Japanese toilet giant flips open lid on new museum

Tokyo (Agence France-Presse) - Japan's leading toilet giant opens a new museum this week dedicated to a century of lavatories, from its first water flushing model to the most cutting edge version with odour-neutralisers and variable water jets.

The museum operated by Toto - best known for its bidet-equipped Washlet series - opens its doors today in the south-western city of Kitakyushu where the company is based. Admission is free.

High-tech toilets, common in Japan, regularly win praise from foreign tourists and celebrities as the epitome of Japanese know-how - a contraption that offers both comforting warmth and a frighteningly accurate bidet jet. International stars who have sung the praises of Japan's bidet seats include Madonna and Will Smith.

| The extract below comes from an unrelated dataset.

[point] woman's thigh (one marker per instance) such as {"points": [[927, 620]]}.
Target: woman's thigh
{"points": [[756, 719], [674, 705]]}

The seats are also among the most popular items targeted by Chinese tourists, ranking alongside high-spec rice cookers and cosmetics.

The museum's exhibits includes a replica of Toto's first water flushing toilet seat, which came onto the market in 1914. Also on show are remakes of washrooms that it supplied to major buildings across Japan, including the State Guest House in downtown Tokyo where foreign dignitaries stay and those installed at a luxury hotel for the 1964 Summer Olympic Games in Tokyo.

Nearly every household in Japan and many public restrooms are equipped with a seat that is plugged into the mains electricity. At their most basic, they simply get warm and spray warm water for rinsing while those at the upper end boast motion sensors, high-power odour-neutralisers and variable water jets, all tailored to conserve energy and water.